Although Cerithioidea has a rich fossil record, accurately classifying fossil species remains challenging. To address this, we established calibration points based on a recent revision of fossil taxa^46^. Our estimates place the divergence of Semisulcospiridae at approximately 77.65 million years ago (95.19–60.10 Ma), which is older than the approximately 44.5 Ma range (66–24 Ma) reported by Neiber et al.^48^. Strong and Köhler^49^ proposed that this clade began diversifying around 55 Ma, with the most recent common ancestor of Semisulcospira emerging approximately 25 Ma. Our estimate for that event, 33.07 Ma (41.24–24.89 Ma), is broadly consistent with both this previous finding and Japanese fossil records dated to approximately 23–15 Ma^50^. Reid et al.^47^ documented Cerithideopsis fossils in the Middle to Late Eocene, whereas our analyses infer an earlier, Paleocene origin. For Batillariidae, we placed the genus Batillaria in the Early Miocene, considerably more recent than fossil-based estimates suggesting a Late Paleocene to Eocene origin^51^. Hazhauser et al. (2023) noted that Potamididae and Batillariidae were highly diverse during the Miocene Climate Optimum, but subsequently experienced the extinction of many large-bodied species^52^. This extinction event may partly explain discrepancies between molecular divergence times and the fossil record. While Han et al.^53^ inferred the origin of Cerithioidea around 150 Ma based on whole-genome data, our mitochondrial estimate suggests a much deeper origin, possibly extending back to the Cambrian and Early Jurassic intervals (274.29 million years ago; 351.07–197.51 Ma). Divergence time differences may result from variations in molecular clock calibrations, gene regions analyzed, taxon sampling, and analytical models. Nonetheless, our study, based on mitogenomic data, produced relatively narrow confidence intervals. Future efforts integrating broader taxon sampling, improved calibration points, and more comprehensive datasets will help further refine these estimates.

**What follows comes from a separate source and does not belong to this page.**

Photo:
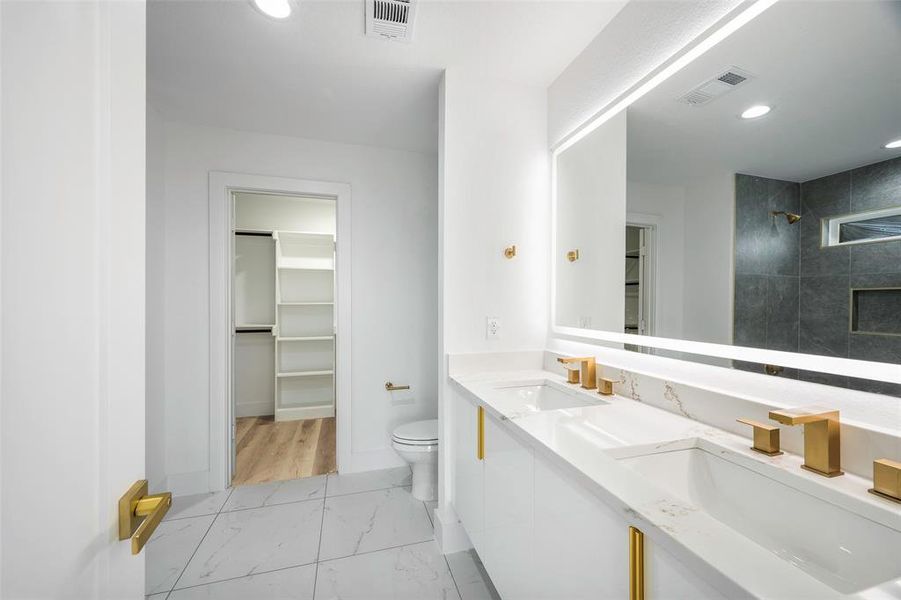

An intriguing finding of our study is that the divergence of major cerithioidean families occupying different habitats occurred primarily during the Cretaceous Thermal Maximum (CTM; ~ 90 Ma), with further increases in lineage diversity inferred around the Paleocene–Eocene Thermal Maximum (PETM; ~ 56 Ma), both periods characterized by elevated global temperatures^54,55^. BEAST analyses suggest that the earliest family-level divergences coincided with the CTM, a time of high atmospheric CO_2_ concentrations, extremely warm equatorial sea surface temperatures, and widespread oceanic anoxia. These extreme conditions likely weakened geographic and ecological barriers, such as salinity gradients and thermal thresholds, facilitating dispersal and early diversification. In addition, our results indicate that cerithioidean lineages surviving the K–Pg mass extinction (~ 66 Ma) subsequently underwent increased diversification, suggesting that ecological opportunities created by this global crisis were rapidly exploited^56^. During the PETM, further warming, sea-level rise, and shifts in ocean chemistry appear to have promoted continued radiation, broadening lineage richness and ecological breadth^57^. Taken together, these events highlight how repeated episodes of climatic extremes and biotic crises shaped the tempo and mode of cerithioid evolution.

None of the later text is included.